Vance, a Democrat, conducts an extensive investigation that includes an examination of whether Trump or his companies lied about the value of assets in order to obtain favorable loan terms and tax benefits.
The district attorney is also examining silent money payments paid to women on behalf of Trump.
Vance’s office issued a subpoena to Trump’s accounting firm, Mazars USA, in August 2019, seeking eight years of his tax returns and related documents.
Trump’s lawyers immediately went to court to block his execution, first arguing that he was immune from investigation while he was president.
When the Supreme Court rejected that argument 7-2 last July, Trump’s attorneys went back to a lower court and argued that the subpoena had been issued in bad faith, was too broad, could have been politically motivated, and amounted to to harassment. An appeal court rejected that argument and on Monday the Supreme Court refused to intervene.
In a three-word statement following the Supreme Court ruling on Monday, Vance said only: “The work continues.”

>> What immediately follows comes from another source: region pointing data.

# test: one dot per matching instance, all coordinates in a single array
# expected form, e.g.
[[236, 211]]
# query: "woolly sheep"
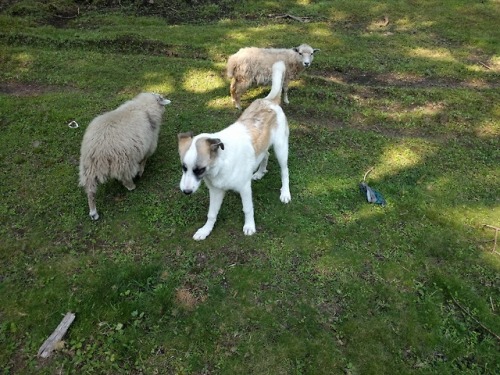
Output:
[[253, 66], [117, 144]]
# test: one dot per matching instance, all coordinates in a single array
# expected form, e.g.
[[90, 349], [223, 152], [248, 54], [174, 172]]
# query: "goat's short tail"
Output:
[[279, 69]]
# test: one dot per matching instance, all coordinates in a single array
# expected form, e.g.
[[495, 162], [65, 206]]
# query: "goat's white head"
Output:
[[306, 53]]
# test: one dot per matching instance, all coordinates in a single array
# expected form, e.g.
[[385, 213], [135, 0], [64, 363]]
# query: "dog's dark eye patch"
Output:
[[199, 171]]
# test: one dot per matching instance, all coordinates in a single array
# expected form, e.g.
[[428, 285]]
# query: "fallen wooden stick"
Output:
[[300, 19], [49, 345], [486, 66]]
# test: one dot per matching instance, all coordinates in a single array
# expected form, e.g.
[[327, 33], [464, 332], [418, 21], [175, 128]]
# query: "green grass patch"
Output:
[[329, 284]]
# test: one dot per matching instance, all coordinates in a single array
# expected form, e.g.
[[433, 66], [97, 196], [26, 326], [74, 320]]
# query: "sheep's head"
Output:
[[306, 54]]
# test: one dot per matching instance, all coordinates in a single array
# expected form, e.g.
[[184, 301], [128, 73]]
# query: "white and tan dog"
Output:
[[231, 158]]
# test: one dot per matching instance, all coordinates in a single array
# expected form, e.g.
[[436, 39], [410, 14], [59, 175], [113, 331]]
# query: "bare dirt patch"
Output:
[[29, 89], [395, 79]]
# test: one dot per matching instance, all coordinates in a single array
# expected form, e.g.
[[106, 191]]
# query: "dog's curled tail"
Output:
[[279, 69]]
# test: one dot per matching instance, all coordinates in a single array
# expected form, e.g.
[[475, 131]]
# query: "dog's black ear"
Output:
[[183, 136], [215, 143], [185, 140]]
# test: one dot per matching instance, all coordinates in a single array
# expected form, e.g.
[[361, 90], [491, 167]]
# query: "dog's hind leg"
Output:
[[246, 200], [91, 189], [262, 168], [281, 151], [216, 198]]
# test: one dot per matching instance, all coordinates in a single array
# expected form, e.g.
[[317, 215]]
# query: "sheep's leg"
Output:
[[262, 168], [91, 189], [233, 90], [129, 184], [238, 87]]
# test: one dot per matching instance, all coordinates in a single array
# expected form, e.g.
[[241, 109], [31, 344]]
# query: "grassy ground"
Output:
[[329, 284]]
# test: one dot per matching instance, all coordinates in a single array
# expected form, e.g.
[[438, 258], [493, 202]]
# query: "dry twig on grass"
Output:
[[51, 343], [300, 19]]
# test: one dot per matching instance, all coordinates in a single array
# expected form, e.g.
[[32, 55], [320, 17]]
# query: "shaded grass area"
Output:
[[329, 284]]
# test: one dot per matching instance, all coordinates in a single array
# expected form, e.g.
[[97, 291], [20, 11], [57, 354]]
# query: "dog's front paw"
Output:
[[249, 229], [201, 234], [285, 196]]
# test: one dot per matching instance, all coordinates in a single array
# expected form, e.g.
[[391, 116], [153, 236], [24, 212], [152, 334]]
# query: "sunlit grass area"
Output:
[[404, 97]]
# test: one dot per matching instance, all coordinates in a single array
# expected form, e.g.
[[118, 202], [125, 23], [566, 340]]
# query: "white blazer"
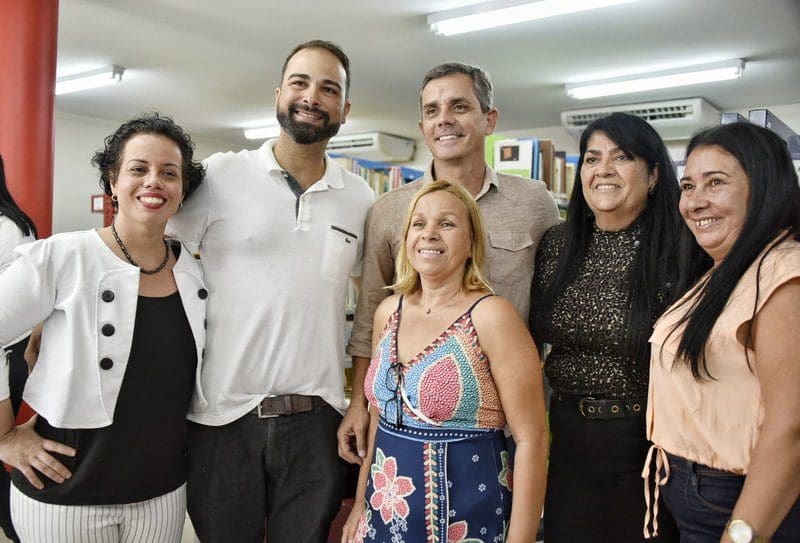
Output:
[[87, 298]]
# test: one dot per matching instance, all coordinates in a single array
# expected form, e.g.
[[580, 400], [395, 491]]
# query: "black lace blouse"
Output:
[[587, 328]]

Trump has called the Vance investigation “a fishing expedition” and “a continuation of the witch hunt, the greatest witch hunt in history.”
Vance is leading the investigation along with his general counsel, Carey Dunne, who presented arguments on behalf of the office at various appellate court hearings. Vance recently hired former anti-mob prosecutor Mark Pomerantz as a special assistant district attorney to assist in the investigation.
Vance, whose term expires at the end of the year, has not announced whether he will run for re-election, leaving questions about who will lead any Trump-related processes in the future.
Vance’s subpoena sought from Mazars USA not only the final versions of Trump’s tax returns, but also the drafts of those returns and “any and all financial statements, annual statements, periodic financial reports, and tax reports. independent auditors “held by the company.
Mazars did not object to the subpoena and, in a statement at the time, said it would “respect the legal process and fully comply with its legal obligations.”
The Mazars subpoena also sought compromise agreements that define the role of accountants in creating tax returns and financial statements; source documents that provide accountants with raw financial data; and working documents and communications between the company and Trump representatives.
This would include communications showing how the raw data was analyzed and treated in the preparation of the records.
The New York Times separately obtained years of Trump’s tax data and published stories last year detailing some of his finances, including that he paid only $ 750 in federal income taxes in 2017 and no income taxes on 11 of the 18. years due to large losses.